In a first phase of the interview, the filmmakers talked about their beginnings in filmmaking and how over time this art became their life. From Juan Carlos Rulfo, who started in cinema without knowing many of the technical aspects, up to Roberto Fiesco, who began as a producer and was always passionate about the history of cinema and obsessive with details, all three emphasized the importance of their paternal figure as well as the amazement of the infant that gets caught up in the fantasy of films. They also remembered that they began filming at a time when there was much less production of film in Mexico.

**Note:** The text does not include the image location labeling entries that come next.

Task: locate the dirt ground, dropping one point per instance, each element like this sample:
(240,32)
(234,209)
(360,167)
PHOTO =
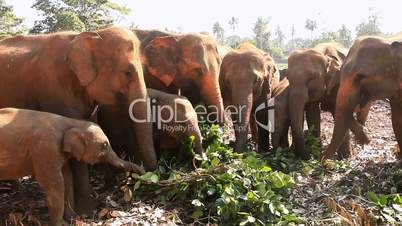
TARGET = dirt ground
(321,199)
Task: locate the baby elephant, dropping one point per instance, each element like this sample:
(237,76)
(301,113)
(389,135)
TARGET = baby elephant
(40,144)
(175,119)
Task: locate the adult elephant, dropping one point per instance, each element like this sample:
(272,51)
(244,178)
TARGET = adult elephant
(69,74)
(372,70)
(186,62)
(245,78)
(174,63)
(313,83)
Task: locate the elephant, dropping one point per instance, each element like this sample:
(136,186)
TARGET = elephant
(313,84)
(183,62)
(280,93)
(245,79)
(31,138)
(372,71)
(184,125)
(283,73)
(174,119)
(69,74)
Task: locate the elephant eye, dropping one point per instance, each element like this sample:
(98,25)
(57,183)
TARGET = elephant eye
(257,79)
(127,73)
(105,145)
(197,72)
(360,77)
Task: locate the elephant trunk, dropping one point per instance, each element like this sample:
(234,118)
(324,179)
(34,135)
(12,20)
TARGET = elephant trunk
(213,99)
(297,101)
(143,127)
(346,101)
(117,162)
(241,118)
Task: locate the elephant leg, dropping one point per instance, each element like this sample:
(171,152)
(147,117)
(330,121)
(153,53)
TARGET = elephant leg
(344,149)
(396,111)
(362,114)
(69,206)
(253,129)
(110,176)
(83,202)
(263,133)
(313,118)
(284,139)
(360,136)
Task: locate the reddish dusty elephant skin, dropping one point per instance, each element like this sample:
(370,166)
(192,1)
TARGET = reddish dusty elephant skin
(170,127)
(189,62)
(371,71)
(30,138)
(245,79)
(185,62)
(313,82)
(280,93)
(69,74)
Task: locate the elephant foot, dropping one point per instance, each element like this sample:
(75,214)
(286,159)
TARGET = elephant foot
(362,138)
(304,155)
(343,155)
(86,206)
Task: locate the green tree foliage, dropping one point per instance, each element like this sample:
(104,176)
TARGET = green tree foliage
(76,15)
(10,24)
(279,37)
(262,34)
(369,27)
(233,23)
(345,36)
(233,41)
(219,32)
(311,25)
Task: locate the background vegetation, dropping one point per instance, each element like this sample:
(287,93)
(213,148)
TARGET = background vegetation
(85,15)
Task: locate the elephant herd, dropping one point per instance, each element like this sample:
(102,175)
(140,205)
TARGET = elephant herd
(99,75)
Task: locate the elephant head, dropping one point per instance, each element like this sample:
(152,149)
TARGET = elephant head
(188,62)
(372,70)
(312,73)
(245,82)
(107,63)
(91,146)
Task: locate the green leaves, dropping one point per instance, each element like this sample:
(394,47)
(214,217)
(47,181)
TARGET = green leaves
(235,188)
(280,180)
(390,206)
(83,15)
(150,176)
(10,24)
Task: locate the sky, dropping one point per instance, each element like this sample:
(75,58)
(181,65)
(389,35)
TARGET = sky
(191,15)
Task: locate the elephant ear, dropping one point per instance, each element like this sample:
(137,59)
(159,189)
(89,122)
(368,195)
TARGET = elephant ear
(333,73)
(81,59)
(74,143)
(160,58)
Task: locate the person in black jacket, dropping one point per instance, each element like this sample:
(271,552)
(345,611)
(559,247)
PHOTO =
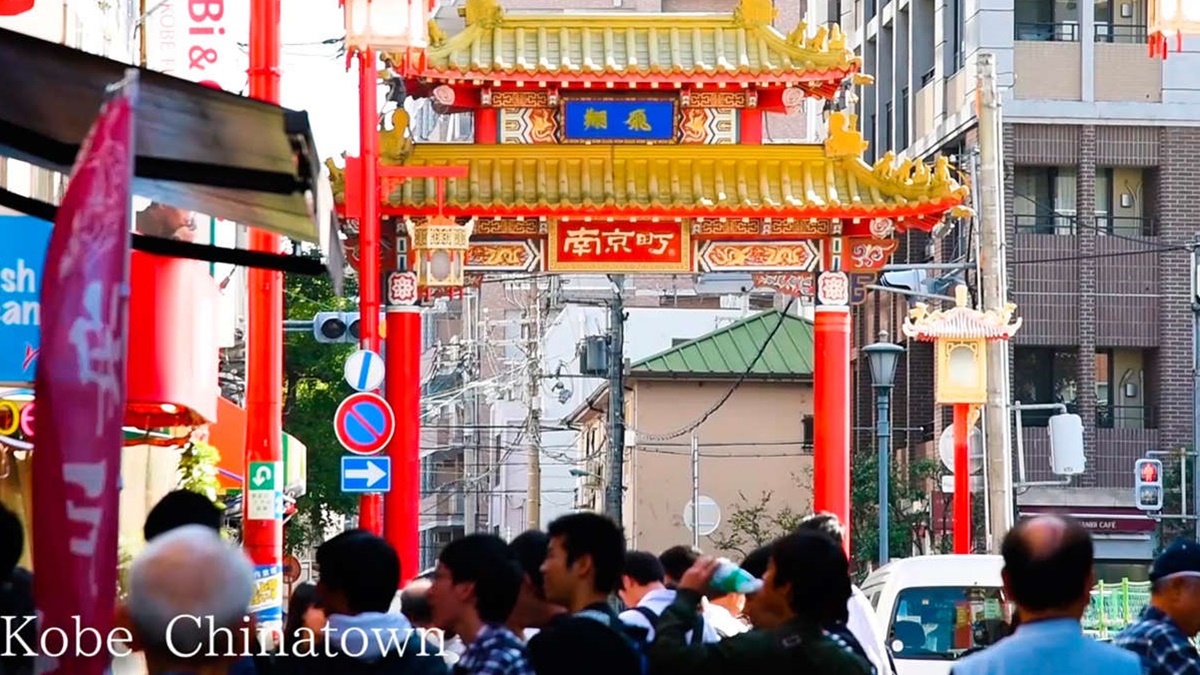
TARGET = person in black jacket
(582,569)
(359,577)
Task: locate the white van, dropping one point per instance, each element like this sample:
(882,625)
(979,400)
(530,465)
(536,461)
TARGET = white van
(935,609)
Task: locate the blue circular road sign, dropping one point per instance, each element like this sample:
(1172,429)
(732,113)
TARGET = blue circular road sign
(364,423)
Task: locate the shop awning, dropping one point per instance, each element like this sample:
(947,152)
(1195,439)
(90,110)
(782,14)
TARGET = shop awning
(198,148)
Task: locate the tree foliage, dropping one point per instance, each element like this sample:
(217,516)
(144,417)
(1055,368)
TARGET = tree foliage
(753,524)
(313,387)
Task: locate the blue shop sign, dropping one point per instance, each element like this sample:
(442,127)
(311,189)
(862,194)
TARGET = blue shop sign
(618,119)
(22,261)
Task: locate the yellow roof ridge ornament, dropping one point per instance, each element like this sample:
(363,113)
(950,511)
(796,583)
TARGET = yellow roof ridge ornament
(395,143)
(844,138)
(960,322)
(937,181)
(485,13)
(754,13)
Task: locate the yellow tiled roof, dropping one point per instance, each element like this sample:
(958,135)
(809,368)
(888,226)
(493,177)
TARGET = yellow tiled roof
(676,181)
(661,47)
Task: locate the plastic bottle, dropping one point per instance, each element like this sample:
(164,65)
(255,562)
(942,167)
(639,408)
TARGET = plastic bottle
(732,579)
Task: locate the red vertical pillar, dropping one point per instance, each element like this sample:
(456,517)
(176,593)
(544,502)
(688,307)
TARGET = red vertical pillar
(403,393)
(371,505)
(831,413)
(961,481)
(263,513)
(750,126)
(486,126)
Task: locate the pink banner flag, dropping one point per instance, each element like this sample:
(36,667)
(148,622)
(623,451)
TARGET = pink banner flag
(81,398)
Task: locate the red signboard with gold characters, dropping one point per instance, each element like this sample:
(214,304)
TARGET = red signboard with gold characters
(618,246)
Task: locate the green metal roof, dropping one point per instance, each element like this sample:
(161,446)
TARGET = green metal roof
(730,351)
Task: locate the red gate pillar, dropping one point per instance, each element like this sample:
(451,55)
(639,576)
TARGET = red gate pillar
(402,388)
(831,413)
(263,537)
(370,505)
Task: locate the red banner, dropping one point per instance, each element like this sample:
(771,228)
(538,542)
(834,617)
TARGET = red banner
(81,398)
(619,246)
(13,7)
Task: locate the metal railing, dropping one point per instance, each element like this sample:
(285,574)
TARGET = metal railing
(1029,31)
(1068,225)
(1127,226)
(1044,223)
(1126,417)
(1114,607)
(1120,34)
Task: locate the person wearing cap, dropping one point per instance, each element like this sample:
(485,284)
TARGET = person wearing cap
(1161,634)
(1049,575)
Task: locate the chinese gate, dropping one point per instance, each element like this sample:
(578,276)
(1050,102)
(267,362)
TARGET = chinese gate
(634,143)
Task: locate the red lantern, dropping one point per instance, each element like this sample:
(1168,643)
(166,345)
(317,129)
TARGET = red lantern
(13,7)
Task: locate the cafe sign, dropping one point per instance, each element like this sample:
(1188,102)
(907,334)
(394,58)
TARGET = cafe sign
(17,419)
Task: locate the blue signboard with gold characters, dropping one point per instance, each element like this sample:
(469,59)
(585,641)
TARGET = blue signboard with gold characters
(618,120)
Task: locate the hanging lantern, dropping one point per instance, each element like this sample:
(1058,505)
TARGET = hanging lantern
(1171,18)
(439,252)
(387,24)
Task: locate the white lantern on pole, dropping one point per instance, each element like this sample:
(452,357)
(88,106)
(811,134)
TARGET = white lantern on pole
(387,24)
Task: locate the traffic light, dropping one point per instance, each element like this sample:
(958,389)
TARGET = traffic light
(1149,484)
(336,327)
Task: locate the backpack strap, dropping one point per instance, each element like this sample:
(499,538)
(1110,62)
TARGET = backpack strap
(623,631)
(648,614)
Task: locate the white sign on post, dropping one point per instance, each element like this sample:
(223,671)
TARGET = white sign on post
(262,502)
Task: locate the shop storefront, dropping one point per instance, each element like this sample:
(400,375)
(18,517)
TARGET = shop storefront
(1125,537)
(172,370)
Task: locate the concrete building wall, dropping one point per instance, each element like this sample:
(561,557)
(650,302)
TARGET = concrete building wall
(755,444)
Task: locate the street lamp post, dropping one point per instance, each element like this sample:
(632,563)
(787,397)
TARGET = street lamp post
(883,357)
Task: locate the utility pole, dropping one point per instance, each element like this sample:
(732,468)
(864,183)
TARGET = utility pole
(994,286)
(471,472)
(615,491)
(695,490)
(533,431)
(1195,383)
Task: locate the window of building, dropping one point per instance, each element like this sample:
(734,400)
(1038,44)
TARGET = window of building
(887,125)
(1045,21)
(1044,375)
(1121,208)
(1121,21)
(1044,199)
(1121,389)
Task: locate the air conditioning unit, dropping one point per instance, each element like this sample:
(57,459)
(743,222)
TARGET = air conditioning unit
(594,356)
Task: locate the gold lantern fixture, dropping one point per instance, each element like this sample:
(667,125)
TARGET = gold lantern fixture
(1168,19)
(439,252)
(960,338)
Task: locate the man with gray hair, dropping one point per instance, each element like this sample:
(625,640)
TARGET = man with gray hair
(190,592)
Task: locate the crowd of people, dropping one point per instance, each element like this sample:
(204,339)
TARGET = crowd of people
(574,601)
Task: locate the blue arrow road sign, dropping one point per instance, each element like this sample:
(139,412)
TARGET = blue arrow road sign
(366,475)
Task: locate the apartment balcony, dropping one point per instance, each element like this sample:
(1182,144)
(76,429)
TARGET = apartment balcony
(1122,71)
(1041,45)
(442,509)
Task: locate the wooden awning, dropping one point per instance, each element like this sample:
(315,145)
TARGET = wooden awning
(198,149)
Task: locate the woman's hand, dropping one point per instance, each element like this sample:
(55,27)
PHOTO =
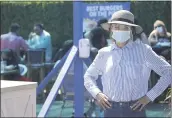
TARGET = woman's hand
(103,101)
(141,103)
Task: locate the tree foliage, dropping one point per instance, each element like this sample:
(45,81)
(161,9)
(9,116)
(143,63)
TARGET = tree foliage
(57,17)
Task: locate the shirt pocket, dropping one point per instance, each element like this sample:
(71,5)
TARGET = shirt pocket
(133,70)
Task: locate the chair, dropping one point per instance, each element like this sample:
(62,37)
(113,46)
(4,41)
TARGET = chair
(35,59)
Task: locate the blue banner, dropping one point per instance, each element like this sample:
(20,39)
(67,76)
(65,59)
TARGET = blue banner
(91,13)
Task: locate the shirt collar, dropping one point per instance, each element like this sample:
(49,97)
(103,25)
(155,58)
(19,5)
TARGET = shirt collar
(128,45)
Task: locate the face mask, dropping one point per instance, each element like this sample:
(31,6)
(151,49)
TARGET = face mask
(121,36)
(159,29)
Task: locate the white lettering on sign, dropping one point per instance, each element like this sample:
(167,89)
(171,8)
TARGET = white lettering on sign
(102,11)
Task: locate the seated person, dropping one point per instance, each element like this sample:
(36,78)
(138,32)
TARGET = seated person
(13,40)
(41,39)
(160,38)
(10,57)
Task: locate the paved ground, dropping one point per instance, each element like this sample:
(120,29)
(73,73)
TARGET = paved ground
(153,110)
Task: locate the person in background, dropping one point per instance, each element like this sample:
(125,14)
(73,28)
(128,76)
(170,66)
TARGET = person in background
(98,36)
(41,39)
(13,40)
(161,39)
(125,69)
(12,63)
(159,34)
(143,36)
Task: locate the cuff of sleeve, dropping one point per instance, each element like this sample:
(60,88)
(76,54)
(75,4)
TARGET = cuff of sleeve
(95,92)
(151,95)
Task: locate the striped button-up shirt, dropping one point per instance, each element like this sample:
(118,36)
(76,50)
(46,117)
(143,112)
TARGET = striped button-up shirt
(125,72)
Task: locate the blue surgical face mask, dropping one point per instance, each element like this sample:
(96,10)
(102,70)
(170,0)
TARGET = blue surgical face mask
(159,29)
(121,36)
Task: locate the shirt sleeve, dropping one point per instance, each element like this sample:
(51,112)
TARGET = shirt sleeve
(162,68)
(92,73)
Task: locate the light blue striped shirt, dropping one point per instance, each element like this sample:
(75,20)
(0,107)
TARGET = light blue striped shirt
(126,71)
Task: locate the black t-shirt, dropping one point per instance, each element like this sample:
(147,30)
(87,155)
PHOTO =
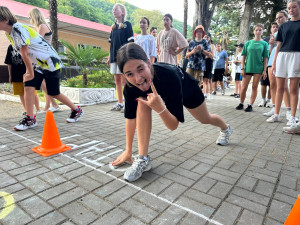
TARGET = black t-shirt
(119,37)
(289,35)
(267,39)
(172,84)
(18,68)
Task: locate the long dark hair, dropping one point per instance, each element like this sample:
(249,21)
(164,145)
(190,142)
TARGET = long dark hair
(130,51)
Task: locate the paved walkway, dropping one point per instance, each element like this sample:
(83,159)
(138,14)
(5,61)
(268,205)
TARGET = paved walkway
(254,180)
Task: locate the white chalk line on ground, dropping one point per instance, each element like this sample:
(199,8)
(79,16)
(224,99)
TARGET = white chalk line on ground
(129,184)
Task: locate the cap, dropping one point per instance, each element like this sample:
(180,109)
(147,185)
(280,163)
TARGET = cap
(239,45)
(199,27)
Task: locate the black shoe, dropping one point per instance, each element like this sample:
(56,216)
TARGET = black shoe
(240,107)
(249,108)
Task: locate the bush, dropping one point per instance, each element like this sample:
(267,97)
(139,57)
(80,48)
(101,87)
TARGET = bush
(98,79)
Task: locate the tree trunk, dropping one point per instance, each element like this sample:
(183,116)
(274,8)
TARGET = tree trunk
(246,20)
(204,11)
(185,14)
(53,22)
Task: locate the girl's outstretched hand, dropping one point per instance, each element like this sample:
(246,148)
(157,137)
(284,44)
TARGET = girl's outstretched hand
(154,101)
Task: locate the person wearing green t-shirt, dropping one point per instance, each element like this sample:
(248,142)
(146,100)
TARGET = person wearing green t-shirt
(254,63)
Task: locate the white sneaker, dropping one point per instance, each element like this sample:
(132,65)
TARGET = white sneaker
(210,97)
(55,109)
(223,138)
(291,121)
(26,123)
(270,113)
(262,103)
(293,129)
(139,165)
(274,118)
(288,114)
(40,111)
(269,105)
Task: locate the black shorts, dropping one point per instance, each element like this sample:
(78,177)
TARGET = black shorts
(192,93)
(238,77)
(265,82)
(208,68)
(51,79)
(218,75)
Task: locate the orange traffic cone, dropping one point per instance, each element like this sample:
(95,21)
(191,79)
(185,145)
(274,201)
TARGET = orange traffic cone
(51,143)
(294,216)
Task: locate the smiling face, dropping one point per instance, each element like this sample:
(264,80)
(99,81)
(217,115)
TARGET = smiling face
(154,32)
(117,12)
(280,18)
(274,28)
(294,10)
(167,22)
(144,24)
(258,31)
(199,33)
(138,73)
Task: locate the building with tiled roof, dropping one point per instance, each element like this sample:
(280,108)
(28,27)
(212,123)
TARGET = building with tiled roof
(75,30)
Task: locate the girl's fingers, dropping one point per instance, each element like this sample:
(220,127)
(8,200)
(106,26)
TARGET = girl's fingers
(153,87)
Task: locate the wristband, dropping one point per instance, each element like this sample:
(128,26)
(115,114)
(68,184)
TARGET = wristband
(162,110)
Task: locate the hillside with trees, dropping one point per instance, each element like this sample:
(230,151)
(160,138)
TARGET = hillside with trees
(100,11)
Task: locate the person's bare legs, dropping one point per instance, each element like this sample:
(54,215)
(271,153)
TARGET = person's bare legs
(49,99)
(279,94)
(256,79)
(29,100)
(22,99)
(65,100)
(119,81)
(273,85)
(294,94)
(143,127)
(37,102)
(201,114)
(205,86)
(245,83)
(286,95)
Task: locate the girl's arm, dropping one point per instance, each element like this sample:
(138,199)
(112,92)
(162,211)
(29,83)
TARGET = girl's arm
(9,72)
(243,65)
(29,75)
(152,59)
(43,29)
(264,73)
(279,44)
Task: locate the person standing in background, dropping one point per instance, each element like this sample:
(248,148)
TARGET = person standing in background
(238,78)
(121,33)
(38,20)
(255,54)
(170,42)
(146,41)
(221,68)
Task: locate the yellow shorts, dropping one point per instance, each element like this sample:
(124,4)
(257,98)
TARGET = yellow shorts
(18,88)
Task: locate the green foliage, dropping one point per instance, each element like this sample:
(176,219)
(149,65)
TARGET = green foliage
(100,11)
(98,79)
(84,57)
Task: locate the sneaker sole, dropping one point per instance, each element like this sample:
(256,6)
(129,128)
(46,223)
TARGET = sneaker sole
(146,170)
(26,128)
(76,119)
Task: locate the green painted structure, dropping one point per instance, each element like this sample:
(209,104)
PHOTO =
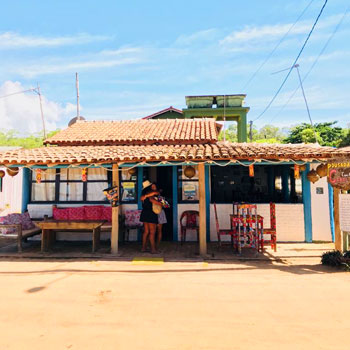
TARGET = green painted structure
(220,107)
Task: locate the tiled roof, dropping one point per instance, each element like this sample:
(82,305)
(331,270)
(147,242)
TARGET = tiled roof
(167,131)
(197,152)
(170,109)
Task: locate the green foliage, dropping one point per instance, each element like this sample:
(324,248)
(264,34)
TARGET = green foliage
(326,134)
(13,138)
(346,139)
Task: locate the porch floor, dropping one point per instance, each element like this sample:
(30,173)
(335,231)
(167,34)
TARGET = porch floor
(169,251)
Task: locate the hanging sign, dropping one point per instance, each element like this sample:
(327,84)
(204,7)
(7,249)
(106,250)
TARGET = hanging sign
(84,175)
(339,174)
(296,171)
(112,194)
(344,212)
(251,170)
(38,176)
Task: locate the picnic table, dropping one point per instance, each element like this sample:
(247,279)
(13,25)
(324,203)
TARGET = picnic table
(49,227)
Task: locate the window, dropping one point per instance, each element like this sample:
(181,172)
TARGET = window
(188,187)
(66,185)
(231,184)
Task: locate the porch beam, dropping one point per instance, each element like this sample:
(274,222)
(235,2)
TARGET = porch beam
(115,214)
(202,210)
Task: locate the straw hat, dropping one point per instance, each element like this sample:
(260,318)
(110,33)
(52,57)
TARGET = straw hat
(146,184)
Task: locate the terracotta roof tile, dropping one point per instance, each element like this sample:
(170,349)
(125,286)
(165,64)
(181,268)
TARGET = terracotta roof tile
(164,131)
(196,152)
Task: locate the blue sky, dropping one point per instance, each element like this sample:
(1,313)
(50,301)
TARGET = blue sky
(135,58)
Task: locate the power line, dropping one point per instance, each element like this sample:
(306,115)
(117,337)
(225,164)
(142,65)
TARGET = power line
(294,63)
(19,92)
(276,47)
(315,62)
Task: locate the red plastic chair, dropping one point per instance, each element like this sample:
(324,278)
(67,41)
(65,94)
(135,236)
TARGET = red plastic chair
(191,223)
(223,232)
(272,229)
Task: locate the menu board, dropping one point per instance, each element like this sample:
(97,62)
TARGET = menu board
(344,212)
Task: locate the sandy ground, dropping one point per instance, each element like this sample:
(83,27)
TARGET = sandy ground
(64,304)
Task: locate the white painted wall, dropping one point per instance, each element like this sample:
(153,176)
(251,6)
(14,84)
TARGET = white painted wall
(321,226)
(11,195)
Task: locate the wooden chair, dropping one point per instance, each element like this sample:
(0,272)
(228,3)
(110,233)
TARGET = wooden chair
(272,229)
(223,232)
(191,223)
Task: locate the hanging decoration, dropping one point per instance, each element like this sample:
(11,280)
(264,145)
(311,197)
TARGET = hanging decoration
(84,175)
(190,171)
(112,194)
(296,171)
(312,176)
(12,171)
(132,171)
(38,175)
(251,170)
(321,170)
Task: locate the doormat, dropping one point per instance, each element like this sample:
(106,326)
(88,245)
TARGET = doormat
(147,261)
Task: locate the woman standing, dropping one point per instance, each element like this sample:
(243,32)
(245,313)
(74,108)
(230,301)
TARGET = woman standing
(148,217)
(161,216)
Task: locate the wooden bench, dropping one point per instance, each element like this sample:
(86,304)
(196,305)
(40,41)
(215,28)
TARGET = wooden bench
(21,235)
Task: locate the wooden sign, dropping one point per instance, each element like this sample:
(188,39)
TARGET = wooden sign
(344,212)
(339,174)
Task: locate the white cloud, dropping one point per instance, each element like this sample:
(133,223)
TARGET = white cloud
(22,111)
(11,40)
(252,35)
(103,59)
(200,36)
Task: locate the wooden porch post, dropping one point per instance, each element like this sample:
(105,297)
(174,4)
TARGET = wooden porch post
(337,233)
(202,211)
(115,214)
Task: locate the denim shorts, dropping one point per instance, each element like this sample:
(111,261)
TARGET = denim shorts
(162,218)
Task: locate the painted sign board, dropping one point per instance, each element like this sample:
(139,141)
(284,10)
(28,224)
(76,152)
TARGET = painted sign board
(344,212)
(339,174)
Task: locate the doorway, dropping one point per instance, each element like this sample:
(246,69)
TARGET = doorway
(164,180)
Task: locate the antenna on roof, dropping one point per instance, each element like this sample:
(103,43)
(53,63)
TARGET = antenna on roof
(78,117)
(77,86)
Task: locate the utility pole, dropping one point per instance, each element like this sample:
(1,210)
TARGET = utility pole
(41,110)
(307,106)
(251,131)
(77,86)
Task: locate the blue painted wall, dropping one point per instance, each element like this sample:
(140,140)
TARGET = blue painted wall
(207,200)
(139,203)
(307,204)
(175,202)
(26,174)
(331,210)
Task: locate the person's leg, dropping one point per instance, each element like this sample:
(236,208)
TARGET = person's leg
(159,234)
(145,236)
(152,233)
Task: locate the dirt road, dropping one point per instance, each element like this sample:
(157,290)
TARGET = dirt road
(184,305)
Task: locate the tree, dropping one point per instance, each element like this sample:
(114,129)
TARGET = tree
(346,139)
(326,134)
(12,138)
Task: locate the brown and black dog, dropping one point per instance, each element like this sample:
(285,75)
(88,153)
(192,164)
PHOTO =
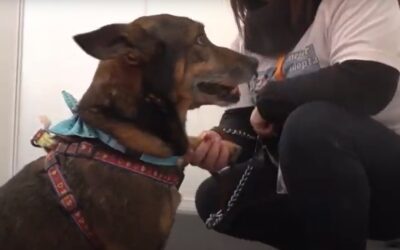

Then they talked about working in a format they weren’t very familiar with. The focus of the discussion centered on breaking with the frame scheme that cuts and skews the viewer’s gaze guided by the director’s ideas. The question of the frame that disappears when filming in 360 resulted in a conversation about the changes in the filming processes, because the planes, angles and camera positions do not have the same weight since, although the director raises points of interest, the viewer himself can choose where to look, which turns him into a sort of director of photography. All three agreed that they joined the project as a method of learning because they didn’t understand Virtual Reality in the slightest and felt that the challenge could be stimulating.
Finally, there was a round of questions and answers that demonstrated the great interest and the many doubts that the short films generated in its spectators who congratulated the directors, asked them about technical issues like the editing and audio recording. In this last segment of the conference, both the audience and the press and filmmakers agreed on the interesting aspect of the spherical image that multiplies the number of existing stimuli, leading to the immersive experience of being present in the place, being an accomplice of the event and paying attention to every detail of the environment.
The conference ended with Sarah Hoch thanking the filmmakers for being part of the Ópera Orbis project, inviting filmmakers to join this project that, while just beginning, promises to appear soon in different film festivals around the world, as well as being a breakthrough way of making films that will undoubtedly become more frequent in the industry.